What do the letters behind a real estate agent's name stand for?
Real estate agents, like doctors, lawyers, and other professionals, can earn designations, certifications, and other credentials. These are usually shown by putting a series of initials after the agent’s name. The most common tags and certifications are Broker, REALTOR, e-Pro, CHMS, GRI, ABR, and CRS.
What do the letters behind a real estate agent’s name stand for? Real estate agents, like doctors, lawyers, and other professionals, can earn designations, certifications, and other credentials. These are usually shown by putting a series of initials after the agent’s name. The most common tags and certifications are Broker, REALTOR, e-Pro, CHMS, GRI, ABR, and CRS.
What does an agent have to do to obtain the designation or certification?
E-Pro requires an agent to take a class on basic computer skills. It has no real estate content but ensures your agent can use email and the web. It should be a bare minimum bar for the technical aptitude of your agent.
REALTOR is one of the more accessible credentials to obtain (but one of the hardest to live up to). A real estate agent belongs to the National Association of REALTORS and agrees to follow the Realtor Code of Ethics. You can read about the code here http://www.realtor.org/mempolweb.nsf/pages/Code?OpenDocument
A broker is a bit harder to obtain than REALTOR. In Texas, for example, a broker license is required to be able to operate your own real estate company.

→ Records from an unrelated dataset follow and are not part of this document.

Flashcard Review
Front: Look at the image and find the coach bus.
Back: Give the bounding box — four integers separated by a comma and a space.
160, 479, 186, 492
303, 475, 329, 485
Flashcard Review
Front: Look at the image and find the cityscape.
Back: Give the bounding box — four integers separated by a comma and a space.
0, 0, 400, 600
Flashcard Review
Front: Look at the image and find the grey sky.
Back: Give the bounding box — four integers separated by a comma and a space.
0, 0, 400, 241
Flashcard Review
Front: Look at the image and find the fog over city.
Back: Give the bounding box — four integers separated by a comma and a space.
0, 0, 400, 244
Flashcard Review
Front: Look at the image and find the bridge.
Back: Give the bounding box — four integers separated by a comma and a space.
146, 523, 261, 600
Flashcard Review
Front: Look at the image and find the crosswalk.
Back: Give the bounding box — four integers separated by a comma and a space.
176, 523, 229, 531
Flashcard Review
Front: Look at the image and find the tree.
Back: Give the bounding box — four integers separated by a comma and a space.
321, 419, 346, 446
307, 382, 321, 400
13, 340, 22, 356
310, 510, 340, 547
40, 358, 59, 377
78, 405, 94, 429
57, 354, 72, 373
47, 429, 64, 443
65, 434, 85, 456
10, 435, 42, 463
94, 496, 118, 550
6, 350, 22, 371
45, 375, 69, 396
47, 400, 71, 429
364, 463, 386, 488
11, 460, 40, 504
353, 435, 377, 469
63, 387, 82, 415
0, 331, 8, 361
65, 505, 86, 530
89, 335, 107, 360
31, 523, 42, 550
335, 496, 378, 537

An agent must have their support for two years and complete over 600 hours of real estate education before applying for a broker’s license. The broker’s license is granted upon completing an exam administered by the state. Brokers are real estate agents with advanced education.
GRI stands for Graduate Realtor Institute. Less than 50% of agents have this designation. The GRI requires 12 days of continuing education with passing grades on three exams. No production or time requirements exist, so an agent can earn this designation by sitting in class for 12 days and passing the tests. This designation is in no way a measure of real estate sales experience.
ABR stands for Accredited Buyer’s Representative. Less than 30% of agents have this designation. This designation combines two days of classroom work and an exam requiring the agent to show proof of at least five buyer sales. This designation indicates that the agent has had both formal classroom time and field experience.
CRS stands for Certified Residential Specialist. Less than 4% of all agents have this designation. This is the most challenging designation to obtain and is a measure of a high degree of formal education and real-world transactional experience. To get a CRS, the agent must attend three 2-day classes, pass three exams, and provide proof of 25 closed transactions within the last 24 months. While the transaction experience isn’t considerable, it does weed out the inexperienced agents, and the classes weed out those not dedicated to continuing education.
Other designations are out there, but for the most part, they are issued by inconsequential groups, have no real bearing on the agent’s abilities, and are used more for marketing purposes than anything else.